Study Sites and Design
For this study, a total of 597 plots were selected in European beech Fagus sylvatica forests of the forest districts Stadtwald Lübeck (53°47′ N, 10°37′ E) and Stadtwald Mölln (53°38′ N, 10°42′ E), which are located in the moraine landscapes of Schleswig-Holstein, Northwest Germany. The forest areas are dominated by deciduous trees (Lübeck: 72%; Mölln: 41%) with total area of 4297 ha (Lübeck) and 1150 ha (Mölln). Elevation ranges from 0 to 90 m asl. The study area is characterized by a suboceanic climate with a mean annual precipitation between 580 and 871 mm and a mean annual temperature of 8·3 °C (Gauer & Aldinger 2005).
Forests are managed according to a low-impact approach based on the protection of natural disturbance regimes within managed stands (Sturm 1993; Westpahl et al. 2004) and are certified according to the Forest Stewardship Council (FSC). We included unmanaged, crowded stands in the modelling data set as regional reference areas to ensure that a comprehensive gradient of stand density was used. Structurally, the investigated stands are multi-layered and uneven-aged (see Fig. S1, Supporting Information).

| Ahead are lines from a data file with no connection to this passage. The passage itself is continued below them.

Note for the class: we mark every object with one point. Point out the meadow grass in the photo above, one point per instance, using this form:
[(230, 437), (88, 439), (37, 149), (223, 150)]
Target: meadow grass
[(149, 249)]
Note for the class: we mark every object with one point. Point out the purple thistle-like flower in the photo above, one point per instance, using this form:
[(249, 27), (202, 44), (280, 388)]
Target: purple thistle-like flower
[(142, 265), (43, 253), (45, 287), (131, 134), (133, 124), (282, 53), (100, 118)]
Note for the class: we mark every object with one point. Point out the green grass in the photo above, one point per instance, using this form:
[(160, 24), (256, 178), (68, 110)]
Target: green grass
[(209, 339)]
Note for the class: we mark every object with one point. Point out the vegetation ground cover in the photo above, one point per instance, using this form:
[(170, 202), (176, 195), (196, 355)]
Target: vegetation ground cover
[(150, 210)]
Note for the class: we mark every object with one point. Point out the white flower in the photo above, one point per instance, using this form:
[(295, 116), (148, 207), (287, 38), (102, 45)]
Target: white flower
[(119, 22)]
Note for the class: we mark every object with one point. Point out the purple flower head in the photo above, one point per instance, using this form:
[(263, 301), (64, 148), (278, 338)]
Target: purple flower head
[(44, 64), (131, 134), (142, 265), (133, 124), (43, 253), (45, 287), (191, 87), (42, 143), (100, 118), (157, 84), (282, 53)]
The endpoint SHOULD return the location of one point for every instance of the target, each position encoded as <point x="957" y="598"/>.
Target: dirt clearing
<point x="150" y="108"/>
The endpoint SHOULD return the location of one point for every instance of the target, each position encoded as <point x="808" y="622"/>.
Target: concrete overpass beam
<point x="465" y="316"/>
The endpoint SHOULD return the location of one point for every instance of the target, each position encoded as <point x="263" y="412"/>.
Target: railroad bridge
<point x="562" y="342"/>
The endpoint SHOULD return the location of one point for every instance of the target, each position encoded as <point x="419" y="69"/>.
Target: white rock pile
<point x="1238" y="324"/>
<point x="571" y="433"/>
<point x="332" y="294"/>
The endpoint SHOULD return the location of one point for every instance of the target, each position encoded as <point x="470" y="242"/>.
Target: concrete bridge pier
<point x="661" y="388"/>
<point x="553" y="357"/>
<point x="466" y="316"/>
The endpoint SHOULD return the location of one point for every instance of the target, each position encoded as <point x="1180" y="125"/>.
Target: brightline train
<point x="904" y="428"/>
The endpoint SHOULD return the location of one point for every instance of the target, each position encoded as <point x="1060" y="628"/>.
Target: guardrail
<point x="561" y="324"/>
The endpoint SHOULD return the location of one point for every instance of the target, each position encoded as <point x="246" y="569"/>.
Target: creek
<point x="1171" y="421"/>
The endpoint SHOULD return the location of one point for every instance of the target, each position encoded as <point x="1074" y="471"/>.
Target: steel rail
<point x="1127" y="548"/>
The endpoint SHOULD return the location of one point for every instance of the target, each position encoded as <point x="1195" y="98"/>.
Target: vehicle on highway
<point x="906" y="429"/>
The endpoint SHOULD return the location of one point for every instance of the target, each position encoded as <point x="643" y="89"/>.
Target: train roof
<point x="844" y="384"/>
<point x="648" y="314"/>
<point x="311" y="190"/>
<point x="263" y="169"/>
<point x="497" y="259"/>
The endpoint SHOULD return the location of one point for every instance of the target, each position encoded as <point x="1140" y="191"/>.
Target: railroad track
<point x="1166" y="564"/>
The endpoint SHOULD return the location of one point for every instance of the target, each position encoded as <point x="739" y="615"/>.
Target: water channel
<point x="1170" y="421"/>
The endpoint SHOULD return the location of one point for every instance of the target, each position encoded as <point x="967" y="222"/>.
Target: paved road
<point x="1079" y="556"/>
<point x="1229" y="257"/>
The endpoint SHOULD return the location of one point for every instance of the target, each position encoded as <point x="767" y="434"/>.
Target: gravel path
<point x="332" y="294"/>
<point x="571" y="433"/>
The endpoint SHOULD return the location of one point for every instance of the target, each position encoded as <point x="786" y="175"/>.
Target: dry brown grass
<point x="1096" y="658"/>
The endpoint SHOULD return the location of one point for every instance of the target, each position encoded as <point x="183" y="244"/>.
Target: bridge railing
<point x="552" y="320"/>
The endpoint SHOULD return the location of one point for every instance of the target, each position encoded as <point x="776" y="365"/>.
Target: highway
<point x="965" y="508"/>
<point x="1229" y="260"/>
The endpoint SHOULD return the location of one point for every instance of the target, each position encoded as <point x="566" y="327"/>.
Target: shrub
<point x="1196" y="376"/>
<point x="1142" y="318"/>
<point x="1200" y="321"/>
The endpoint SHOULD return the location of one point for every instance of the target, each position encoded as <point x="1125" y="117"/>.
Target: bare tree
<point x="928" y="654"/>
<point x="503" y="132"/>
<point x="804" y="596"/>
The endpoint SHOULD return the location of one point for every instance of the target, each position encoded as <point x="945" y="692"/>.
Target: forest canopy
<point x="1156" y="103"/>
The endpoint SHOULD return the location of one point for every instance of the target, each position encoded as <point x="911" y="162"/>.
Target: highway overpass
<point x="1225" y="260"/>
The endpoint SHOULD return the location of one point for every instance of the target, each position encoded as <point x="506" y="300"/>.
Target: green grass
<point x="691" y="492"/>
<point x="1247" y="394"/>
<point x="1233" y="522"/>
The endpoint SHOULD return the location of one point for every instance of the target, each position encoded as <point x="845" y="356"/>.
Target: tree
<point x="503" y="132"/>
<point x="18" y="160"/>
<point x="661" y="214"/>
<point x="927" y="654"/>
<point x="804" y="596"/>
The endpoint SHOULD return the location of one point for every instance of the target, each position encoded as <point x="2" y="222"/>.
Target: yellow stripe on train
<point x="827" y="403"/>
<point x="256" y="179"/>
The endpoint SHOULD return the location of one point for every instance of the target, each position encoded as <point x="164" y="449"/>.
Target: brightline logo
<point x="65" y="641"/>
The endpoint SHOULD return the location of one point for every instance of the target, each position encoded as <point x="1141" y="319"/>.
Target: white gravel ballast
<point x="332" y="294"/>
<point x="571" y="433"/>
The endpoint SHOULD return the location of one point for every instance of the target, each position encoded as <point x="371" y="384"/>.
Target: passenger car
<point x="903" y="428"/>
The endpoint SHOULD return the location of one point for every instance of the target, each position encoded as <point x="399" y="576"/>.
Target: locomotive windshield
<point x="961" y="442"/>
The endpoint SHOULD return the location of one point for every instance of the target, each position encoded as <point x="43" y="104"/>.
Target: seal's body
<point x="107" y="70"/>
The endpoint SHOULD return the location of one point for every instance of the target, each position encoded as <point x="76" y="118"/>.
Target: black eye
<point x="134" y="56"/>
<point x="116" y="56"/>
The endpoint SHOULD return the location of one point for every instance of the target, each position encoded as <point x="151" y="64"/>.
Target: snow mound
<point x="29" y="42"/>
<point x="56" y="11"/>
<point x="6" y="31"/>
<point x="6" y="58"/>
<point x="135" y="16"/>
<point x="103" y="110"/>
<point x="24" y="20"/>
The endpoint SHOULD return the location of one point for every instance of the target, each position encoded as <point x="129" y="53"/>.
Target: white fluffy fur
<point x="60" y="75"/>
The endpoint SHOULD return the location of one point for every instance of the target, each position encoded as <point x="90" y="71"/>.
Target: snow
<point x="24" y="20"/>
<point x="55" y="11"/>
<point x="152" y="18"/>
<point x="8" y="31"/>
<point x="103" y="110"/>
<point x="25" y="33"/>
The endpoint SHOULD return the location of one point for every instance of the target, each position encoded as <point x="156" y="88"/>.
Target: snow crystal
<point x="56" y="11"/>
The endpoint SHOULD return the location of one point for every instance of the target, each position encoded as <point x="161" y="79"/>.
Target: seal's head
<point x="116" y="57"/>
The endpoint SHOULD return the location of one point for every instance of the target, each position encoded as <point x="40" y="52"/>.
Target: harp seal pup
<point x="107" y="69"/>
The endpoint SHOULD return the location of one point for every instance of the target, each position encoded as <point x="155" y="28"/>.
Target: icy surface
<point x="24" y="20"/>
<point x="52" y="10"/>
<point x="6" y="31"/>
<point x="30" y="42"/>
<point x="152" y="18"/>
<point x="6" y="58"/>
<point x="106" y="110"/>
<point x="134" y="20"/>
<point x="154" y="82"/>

To test large-scale (regional) edaphic effects on tree growth, we stratified the plots according to their geological substrate. The resulting three beech forest types were characterized by a productivity gradient based on nutrient and water availability: (i) ‘GF-till’ meso- to eutrophic beech forests (Galio-Fagetum; EU habitat code: 9130) on moderately moist to moist recent moraine soils originating from the Weichselian glaciation. Soil texture consists of till (clay/sandy loam) with varying carbonate content, providing an optimal nutrient and water supply. The predominant soil types are (pseudogleyic) Luvisols and Cambisols. (ii) ‘GF-clay’ mesotrophic beech forests (Galio-Fagetum; EU habitat code: 9130) on hydromorphic recent moraine soils. The strong stagnant water influence is induced by basin clay deposits which are covered with silt or sand of varying thickness. These soils have a deficit in aeration during periods of excess water, which in turn increases the abiotic stress for tree growth. The prevailing soil types are strongly pseudogleyic Cambisols and Planosols. (iii) ‘DF’ oligotrophic beech forests (Deschampsio-Fagetum; EU habitat code: 9110) on recent moraine soils which consist of glacial sand deposits of the Weichselian glaciation. A low retention capacity for nutrients and water is caused by a high sand content, which increases the risk of trees suffering drought during summer. The soils are rather acidic (pH 3·5–5·0) compared to the recent moraine. The predominant soil types are podsolic Cambisols.
Optimal growing conditions (lowest level of abiotic stress) are associated with GF-till sites, whereas suboptimal situations are characterized by low top soil aeration during wet periods (GF-clay) or additive effects of summer drought and low nutrient availability (DF). The gradient of decreasing productivity is expressed by the significant decline in site index values, which is a proxy for the growth potential at a given site (Table 1). Thus, the abiotic stress level increases within the series GF-till – GF-clay – DF.
Table 1. Mean (±SD) tree and stand characteristics of the investigated forest types and the associated stress gradient. ‘GF-till’ meso- to eutrophic beech forests (Galio-Fagetum) on moderately moist to moist recent moraine soils; ‘GF-clay’ mesotrophic beech forests (Galio-Fagetum) on hydromorphic recent moraine soils; ‘DF’ oligotrophic, acidophytic beech forests (Deschampsio-Fagetum) on sandy recent moraine soils. Data represent initial inventory values of the modelling data set. The soil nutrient status of the study plots was classified according to the German forest site mapping system (Arbeitskreis Standortskartierung 1996). This index ranges from 1 (very low nutrient availability) to 6 (very high nutrient availability)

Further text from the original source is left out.